I choke on a laugh. “She did not.”

“She did.”

The humor softens, leaving something truer behind. “It’s a strange feeling,” I admit, “having half the town show up for me and the other half holding signs I don’t think they understand.”

Penny turns her fork in her fingers, thinking. “Where we live, faith and fear sometimes share a hymnbook,” she says. “People are taught that modesty equals morality and anything outside the lines is dangerous. It’s not always cruelty—it’s habit. It’s how they were raised and I might not like it, but I do understand it.”
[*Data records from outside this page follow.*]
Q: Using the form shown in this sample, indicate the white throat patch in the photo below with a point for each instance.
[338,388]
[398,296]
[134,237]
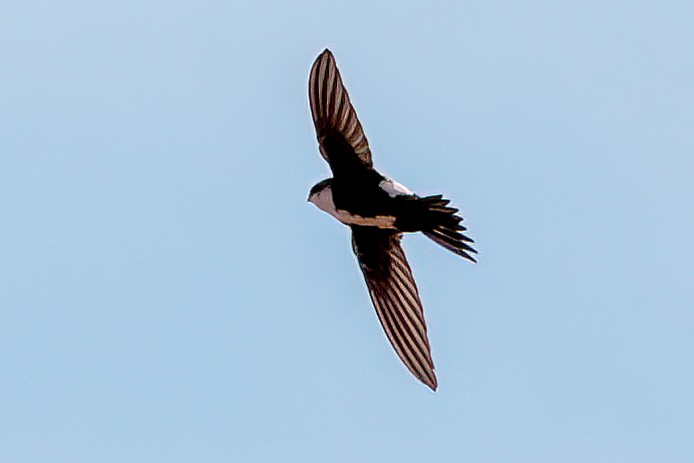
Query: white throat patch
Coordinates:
[394,188]
[323,199]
“Same.” I poke at a pea on my plate. “But it’s hard seeing my mom scared of something I’m proud of. It’s making it hard for me to identify with this new life.”

“You’re a good son and a man who writes love stories,” she says. “You can love your roots and still grow past them. I have a hunch that your mama’s love is deeper than her fear and she’ll come around.”

“I hope so,” I reply. “Because I know that I can’t give this up when it’s just getting started. I want this too much.”

“And you shall have it,” she says with a nod.

“You know they’re not just after romance,” I say after a pause. “Half the books that get banned have nothing to do with sex. To Kill a Mockingbird, because it makes people uncomfortable. The Color Purple, because it tells the truth. The Hate U Give, because it asks hard questions. 1984, because irony is dead. I saw a list last month that had Charlotte’s Web on it—talking animals were deemed ‘inappropriate.’”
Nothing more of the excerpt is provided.